I think they look great. :)
But something has always bothered me with these diagrams: they make it look like Tor relays are run on everyone's computer. With Justin's revision, it looks like they are run on laptops. The vast majority of Tor relays are run on stable servers and most of the traffic flows through high capacity servers, hosted in datacenters behind high capacity links. So I think picturing a laptop might be misleading?
Whilst we're on that topic, labelling the final link from the exit node to the destination as "unencrypted" is unnecessarily scary as well Perhaps we could reword it to "encrypted if destination service is encrypted" and the other links to "always-encrypted".
X
- -- GPG: 4096R/1318EFAC5FBBDBCE git://github.com/infinity0/pubkeys.git
On Mon, Nov 11, 2013 at 02:42:24PM +0000, Ximin Luo wrote:
Whilst we're on that topic, labelling the final link from the exit node to the destination as "unencrypted" is unnecessarily scary as well Perhaps we could reword it to "encrypted if destination service is encrypted" and the other links to "always-encrypted".
Great point.
But applying the word 'encrypted' for both Tor's crypto and the horrible web CA model makes me itch.

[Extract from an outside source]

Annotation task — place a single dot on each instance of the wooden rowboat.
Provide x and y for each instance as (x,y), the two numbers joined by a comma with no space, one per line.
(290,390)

How about "Encrypted by Tor" / "Not encrypted by Tor"?
With pointers in the text to https://www.eff.org/pages/tor-and-https and https://svn.torproject.org/svn/projects/articles/circumvention-features.html...
--Roger
On 11/11/13 15:40, Roger Dingledine wrote:
On Mon, Nov 11, 2013 at 02:42:24PM +0000, Ximin Luo wrote:
Whilst we're on that topic, labelling the final link from the exit node to the destination as "unencrypted" is unnecessarily scary as well Perhaps we could reword it to "encrypted if destination service is encrypted" and the other links to "always-encrypted".
Great point.
But applying the word 'encrypted' for both Tor's crypto and the horrible web CA model makes me itch.
How about "Encrypted by Tor" / "Not encrypted by Tor"?
With pointers in the text to https://www.eff.org/pages/tor-and-https and https://svn.torproject.org/svn/projects/articles/circumvention-features.html...
--Roger
That sounds good! More precise than my last suggestion.